0.115 kg of water at 89.0o C is poured into an insulated cup containing 0.226 kg of ice initally at 0o. Calculate the mass of liquid when the system reaches thermal equilibrium.
sum of heats gained is zero.
MassIceMelted*Hf+masswater*specificheat*changtemp=0
first assume to see ifthe mass of ice melted is less than what you started with.
Mmelt*333.55 kJ/kg+0.115*4.18kJ/kg*(0-89)=0
massicemelted= .115*4.18*89/(333.55)=.128kg, which is only part of the ice you started with.

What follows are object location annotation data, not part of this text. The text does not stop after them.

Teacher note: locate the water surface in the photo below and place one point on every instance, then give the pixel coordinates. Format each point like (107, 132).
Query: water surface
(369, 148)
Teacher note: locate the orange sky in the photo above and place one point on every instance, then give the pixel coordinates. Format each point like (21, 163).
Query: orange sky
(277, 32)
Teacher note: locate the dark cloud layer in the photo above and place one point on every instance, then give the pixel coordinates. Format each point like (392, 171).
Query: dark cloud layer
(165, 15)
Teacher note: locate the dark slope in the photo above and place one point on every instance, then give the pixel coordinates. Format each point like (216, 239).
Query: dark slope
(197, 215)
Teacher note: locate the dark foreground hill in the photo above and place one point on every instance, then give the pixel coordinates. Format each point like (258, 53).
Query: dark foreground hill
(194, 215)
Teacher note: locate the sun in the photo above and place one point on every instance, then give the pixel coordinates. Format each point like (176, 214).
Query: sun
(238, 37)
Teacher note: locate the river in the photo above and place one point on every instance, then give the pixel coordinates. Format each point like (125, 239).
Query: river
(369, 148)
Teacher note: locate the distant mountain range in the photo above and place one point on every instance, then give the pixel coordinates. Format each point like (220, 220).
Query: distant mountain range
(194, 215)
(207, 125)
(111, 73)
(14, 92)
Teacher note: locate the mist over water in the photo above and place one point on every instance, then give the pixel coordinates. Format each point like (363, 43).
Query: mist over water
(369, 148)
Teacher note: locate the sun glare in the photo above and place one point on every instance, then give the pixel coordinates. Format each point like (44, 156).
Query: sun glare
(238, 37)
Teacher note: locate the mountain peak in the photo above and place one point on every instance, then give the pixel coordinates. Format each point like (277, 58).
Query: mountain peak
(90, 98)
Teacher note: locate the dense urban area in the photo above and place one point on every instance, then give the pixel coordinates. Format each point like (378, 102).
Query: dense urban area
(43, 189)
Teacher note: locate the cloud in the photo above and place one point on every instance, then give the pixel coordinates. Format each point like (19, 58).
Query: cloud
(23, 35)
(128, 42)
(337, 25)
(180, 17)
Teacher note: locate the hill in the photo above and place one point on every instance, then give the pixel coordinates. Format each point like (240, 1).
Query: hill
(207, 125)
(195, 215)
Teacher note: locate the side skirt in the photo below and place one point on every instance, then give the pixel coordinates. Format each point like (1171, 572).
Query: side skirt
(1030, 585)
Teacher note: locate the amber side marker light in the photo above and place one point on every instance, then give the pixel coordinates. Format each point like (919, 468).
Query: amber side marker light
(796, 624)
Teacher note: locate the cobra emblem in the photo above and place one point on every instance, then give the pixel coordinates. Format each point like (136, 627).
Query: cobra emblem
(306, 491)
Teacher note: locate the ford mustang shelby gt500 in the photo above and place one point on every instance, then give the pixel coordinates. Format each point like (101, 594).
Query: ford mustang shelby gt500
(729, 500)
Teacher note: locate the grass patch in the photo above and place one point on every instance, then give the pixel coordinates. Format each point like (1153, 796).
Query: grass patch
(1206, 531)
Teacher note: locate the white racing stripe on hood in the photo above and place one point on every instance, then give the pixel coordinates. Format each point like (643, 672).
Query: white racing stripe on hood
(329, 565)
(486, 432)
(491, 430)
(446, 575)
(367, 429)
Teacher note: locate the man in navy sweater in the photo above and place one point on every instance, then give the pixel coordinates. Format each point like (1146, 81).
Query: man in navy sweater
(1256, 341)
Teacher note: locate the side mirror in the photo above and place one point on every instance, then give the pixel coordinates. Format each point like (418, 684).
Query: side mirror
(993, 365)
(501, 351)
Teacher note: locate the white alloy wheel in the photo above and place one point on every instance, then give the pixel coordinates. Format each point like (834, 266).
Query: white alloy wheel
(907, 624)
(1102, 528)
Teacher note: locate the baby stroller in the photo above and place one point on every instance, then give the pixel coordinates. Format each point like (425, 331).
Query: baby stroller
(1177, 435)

the mass of liquid is food
Thanks anonymous and bobpurspley
To solve this problem, we need to consider the heat gained and lost by each component of the system and set them equal to each other once thermal equilibrium is reached. The heat gained/lost can be calculated using the specific heat capacity and the equation:
Q = m * c * ΔT
Where:
Q is the heat gained or lost
m is the mass of the substance
c is the specific heat capacity
ΔT is the change in temperature
Let's first calculate the heat gained by the water. We know the mass of the water is 0.115 kg, the specific heat capacity of water is 4190 J/kg°C, and the change in temperature is:
ΔT = 89.0°C - 0°C = 89.0°C
Q_water = m_water * c_water * ΔT
Q_water = 0.115 kg * 4190 J/kg°C * 89.0°C
Q_water = 41605.15 J
Next, we calculate the heat lost by the ice. We know the mass of the ice is 0.226 kg, the specific heat capacity of ice is 2100 J/kg°C, and the change in temperature is:
ΔT = 0°C - 0°C = 0°C
Q_ice = m_ice * c_ice * ΔT
Q_ice = 0.226 kg * 2100 J/kg°C * 0°C
Q_ice = 0 J
Since no heat is lost by the ice, we can set Q_water equal to Q_ice:
Q_water = Q_ice
41605.15 J = 0 J
At thermal equilibrium, all the water has turned into ice, which means the mass of the liquid is zero (since it has all solidified).